ELISA was used for the analysis of hippocampal tissues from each of the groups. The Aβ content was increased 1.45-fold in the Aβ group relative to the control group (Fig. 4C; P<0.01), and decreased 0.05-fold in the Scue group compared with in the Scu group (P<0.01). SOD expression was decreased 0.35-fold in the Aβ group (Fig. 4D; P<0.01), and increased 0.04-fold in the Scue group compared with in the Scu group (P<0.05).
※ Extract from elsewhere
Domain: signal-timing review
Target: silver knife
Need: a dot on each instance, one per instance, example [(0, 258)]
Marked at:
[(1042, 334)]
The MDA content in the hippocampal tissues was significantly increased in the Aβ group by 118% relative to the control (P<0.01; Fig. 4E), and decreased 0.05-fold in the Scue group compared with in the Scu group (P<0.05). Hippocampal Ach content was significantly decreased by 79% relative to the control (P<0.01; Fig. 4F), and increased 0.06-fold in the Scue group compared with in the Scu group (P<0.05). These observations were significantly reversed by treatment with Scu/Scue, with Scue presenting more prominent effects (P<0.05).
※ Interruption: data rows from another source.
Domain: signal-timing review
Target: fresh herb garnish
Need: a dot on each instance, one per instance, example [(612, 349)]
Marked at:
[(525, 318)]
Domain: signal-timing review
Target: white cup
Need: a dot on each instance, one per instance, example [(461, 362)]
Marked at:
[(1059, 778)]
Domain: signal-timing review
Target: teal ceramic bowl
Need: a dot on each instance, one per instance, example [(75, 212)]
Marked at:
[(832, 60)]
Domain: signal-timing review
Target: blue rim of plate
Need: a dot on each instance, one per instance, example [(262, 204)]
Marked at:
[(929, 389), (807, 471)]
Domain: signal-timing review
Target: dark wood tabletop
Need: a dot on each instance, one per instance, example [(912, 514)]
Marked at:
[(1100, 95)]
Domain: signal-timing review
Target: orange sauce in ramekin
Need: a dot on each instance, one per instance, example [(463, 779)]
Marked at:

Nissl staining was used to assess neurons in the hippocampus. Fewer neurons were labeled in the Aβ group compared with the control group. Furthermore, numerous cells demonstrated an irregular arrangement and loss of cytomorphology in samples from the Aβ group. Treatment with Scu/Scue improved the cytomorphology of the hippocampal neurons (Fig. 4G).

Western blotting was used to evaluate the hippocampal expression of proteins associated with apoptosis, including Bcl-2, Bax and cleaved caspase-3. The expression level of Bcl-2 in the Aβ group was reduced to 57% of that in the control group (P<0.01; Fig. 4H), whereas, expression levels of Bax (1.34-fold; P<0.01; Fig. 4H) and cleaved caspase-3 (2.60-fold; P<0.001; Fig. 4H) were increased. In the Scue 50 mg/kg group, expression levels of Bcl-2, Bax and cleaved caspase-3 were similar to those observed in the control group (Fig. 4H). In general, treatment with Scu/Scue attenuated the Aβ-induced alterations in the hippocampus, with Scue presenting more prominent effects compared with Scu.

To assess the mechanism of the effects of Scue on Aβ-induced alterations in the hippocampus, the expression levels of TNF-α, IFN-γ and IL-6 were determined by ELISA. Compared with the control group, the expression levels of TNF-α (P<0.01; Fig. 5A), IFN-γ (P<0.05; Fig. 5B) and IL-6 (P<0.01; Fig. 5C) in the hippocampi of Aβ-treated rats were significantly increased; however, these increases were significantly decreased by treatment with Scue (all P<0.05; Fig. 5A-C) compared with treatment with Aβ alone. Subsequently, the NF-κB signaling pathway was investigated: Hippocampal expressions levels of IκBα and p-IκBα in addition to expression levels of NF-κB in the cytoplasm and the nucleus were determined by western blotting. Compared with the control group, in the Aβ group, the phosphorylation of IκBα level was significantly increased and the expression of hippocampal IκBα was significantly decreased (P<0.001; Fig. 5D and E). The ratio of p-IκBα/IκBα was 83.3% in the control group and 300% in the Aβ group (P<0.001; Fig. 5F), and cytoplasmic NF-κB was reduced to 64% of control (P<0.01; Fig. 5G). Nuclear NF-κB was significantly increased by 1.54-fold (P<0.01; Fig. 5H). Scue significantly increased the expression of IκBα (P<0.05) and decreased the phosphorylation of IκBα (P<0.01; Fig. 5D and E). Scue additionally increased the cytoplasmic NF-κB (P<0.05; Fig. 5G) and decreased the nuclear NF-κB (P<0.05; Fig. 5H) compared with the Aβ group. Aβ-associated alterations in NF-κB were significantly attenuated by treatment Scue, suggesting that Scue decreased the phosphorylation of IκBα and subsequently inhibited activation of NF-κB signaling in the hippocampus.